Algunos, como el analista conservador David Frum, viejo antagonista de Trump, señalan también la ironía de que “el presidente que traicionó la democracia pida ahora su amparo”. “Quizás la prudencia recomiende dejar el deshonrado nombre de Trump en las papeletas de las elecciones primarias y generales. Pero, ¿recuerdan ese viejo chiste sobre el hombre que asesinó a sus padres y luego pidió clemencia por ser huérfano? Podría contarse otro, sobre un expresidente que destrozó la democracia cuando tenía el poder y luego reclamó la protección de la democracia para poder tener otra oportunidad de destrozarla”, escribió Frum en la web de la revista The Atlantic tras conocerse la decisión de Maine.
El último número de la publicación es un monográfico sobre todas las maneras y áreas en las que un Trump de vuelta en la Casa Blanca podría causar esos destrozos. Para marcar el dramatismo de las señales de alarma que contiene su interior, el director creativo decidió situar el índice en la portada roja, en homenaje a otra solemne ocasión en la que los editores recurrieron a esa idea: agosto de 1939, un mes antes del inicio de la II Guerra Mundial.
La lista es larga: elegirlo presidente representaría una amenaza para, entre otros asuntos, la inmigración, el clima, el periodismo, la ciencia, la relación con China, el auge del extremismo de ambos lados, la desinformación, el Departamento de Justicia… “En su primer mandato, la corrupción y la brutalidad de Trump quedaron mitigadas por su ignorancia y su pereza. En una segunda vuelta, podría llegar con un conocimiento mucho más afinado sobre las vulnerabilidades del sistema y una agenda de represalias contra sus adversarios y de impunidad para sí mismo”, escribe Frum en el número especial.
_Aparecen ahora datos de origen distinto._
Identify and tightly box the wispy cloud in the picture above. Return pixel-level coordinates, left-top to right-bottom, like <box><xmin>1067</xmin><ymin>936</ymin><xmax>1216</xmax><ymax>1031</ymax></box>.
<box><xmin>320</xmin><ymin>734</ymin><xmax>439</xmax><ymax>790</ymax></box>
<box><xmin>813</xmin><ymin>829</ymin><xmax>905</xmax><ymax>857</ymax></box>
A Trump, que despidió 2022 asomado al abismo de la irrelevancia política y enfila 2024 sentado sobre sus cuentas pendientes con la justicia e hinchado de popularidad, la retórica victimista le ha servido para conectar con una base fiel de seguidores que lo consideran poco menos que un mártir. En las últimas semanas, ha elevado el tono con un discurso ya abiertamente revanchista.
El clímax llegó el martes pasado, cuando alardeó de su retórica al compartir en la cuenta de su red social, Truth, una nube de conceptos publicada por el diario británico Daily Mail, que metió en la batidora las palabras usadas por mil potenciales votantes, a los que una encuestadora pidió un concepto que resumiera lo que esperan de un segundo mandato de los dos candidatos que aspiran a repetir en la Casa Blanca. “Venganza”, “poder”, “economía” y “dictadura” eran los términos destacados con letra grande en el enjambre de Trump. ¿En el de Biden?: “Nada”, “economía”, “democracia” y “paz”.
Que el expresidente se apropiara de una lista que cualquier otro habría preferido echar en el olvido es una nueva demostración de que si algo es Trump no es “cualquier otro” político, sino alguien capaz de salir indemne de unas declaraciones como las que hizo recientemente en Fox News. Dijo que sería “dictador por un día” para “cerrar la frontera con México” y para retomar “la extracción de petróleo”. Y que luego ya volvería la democracia. Esa democracia a la que varias veces desde su irrupción en la escena política en 2016 ha puesto, como candidato, como presidente y como expresidente, contra las cuerdas.